Sunday, February 1, 2015

Howard Pyle's Palette

Blog reader Walt Morton asks:

"Did Howard Pyle teach or endorse a particular palette of colors? He was so methodical and analytical, I believe he had an ideal palette underlying his methods.
Yet I find no printed evidence."

Offhand I didn't know the answer, so I reached out to my lifelines.

Kev Ferrara says:

"It is my understanding that Pyle's emphasis was always on values, and color was of secondary consideration. [Harvey] Dunn said that Pyle 'preached tonal values 24-7' and had a very negative view of his own abilities with color. In fact Dunn reported that Pyle claimed he didn't really understand color at all. Given the many beautiful pictures in color by Pyle, we may take this anecdote with a grain of salt... something Dunn said which was designed more to drive home to his own students the preeminence of values in picture making.

"Regarding actual palette set up, Harvey Dunn said that Pyle taught his students to 'Keep shadows and light absolutely separate both on palette and on picture.' Dunn elaborated elsewhere: 'Keep light colors and shadow colors separate on palette, shadow colors on left, leaving a division between, and then light colors on the right.'"

Howard Pyle, The Dancer, 1899
Ian Schoenherr, author of the Howard Pyle blog, says:

"I have almost nothing to add to what Kevin said.
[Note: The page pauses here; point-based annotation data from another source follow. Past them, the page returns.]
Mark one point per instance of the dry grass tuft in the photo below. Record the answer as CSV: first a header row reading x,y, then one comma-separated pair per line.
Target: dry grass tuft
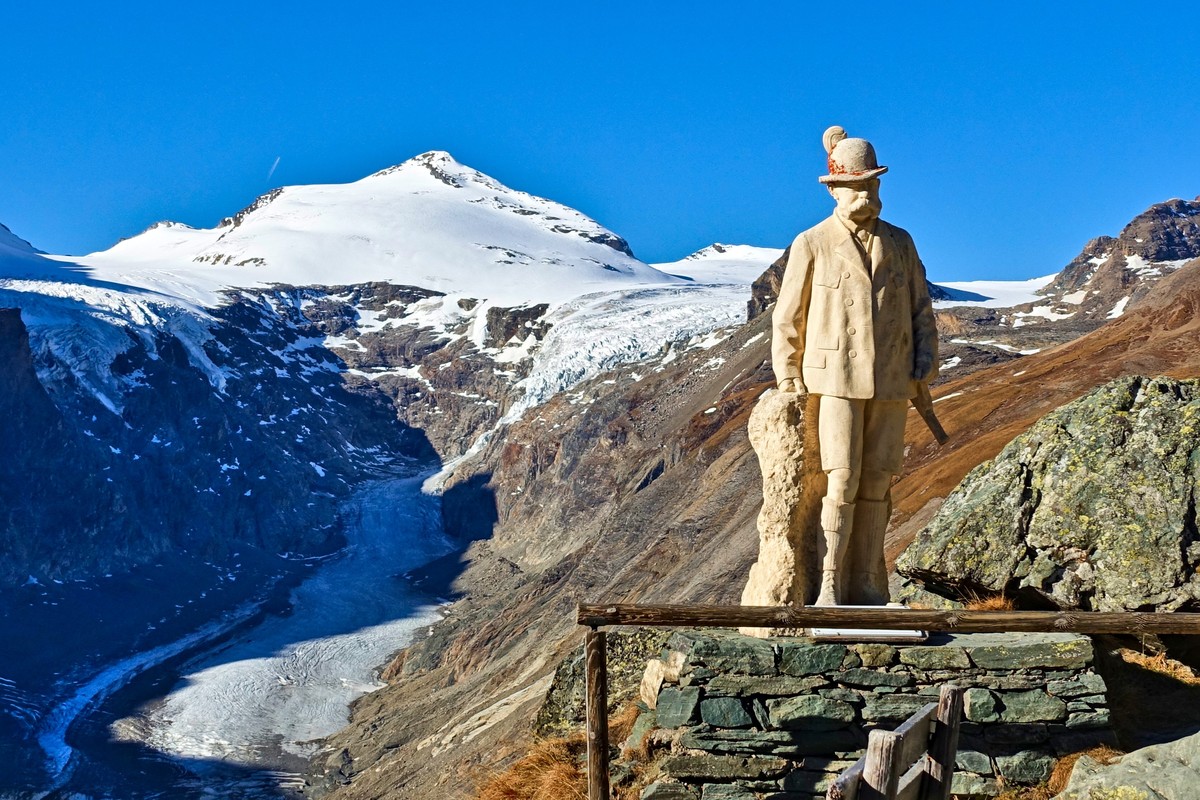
x,y
1162,665
989,602
1057,781
621,723
552,770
In my transcribed records, there’s little mention of the specific pigments Pyle used.

"However, in a letter Gertrude BrincklĂ© wrote from Italy on March 12, 1911, she said: 'Mr. Pyle colored a print of Holbein’s ‘Richard Southwell’ for me - not just tinting, [but] modeling with water colors, white, vermillion, cerulean blue, thick colors.'

"And two observers assumed that Pyle added vermillion to his black and whites (starting in the early/mid 1890s). Likewise, an 1897 news item said, 'He even uses color sparingly where that will add to the ‘value’ of his scheme. Black and red is his favorite combination, with the introduction now and then of blue and yellow.'"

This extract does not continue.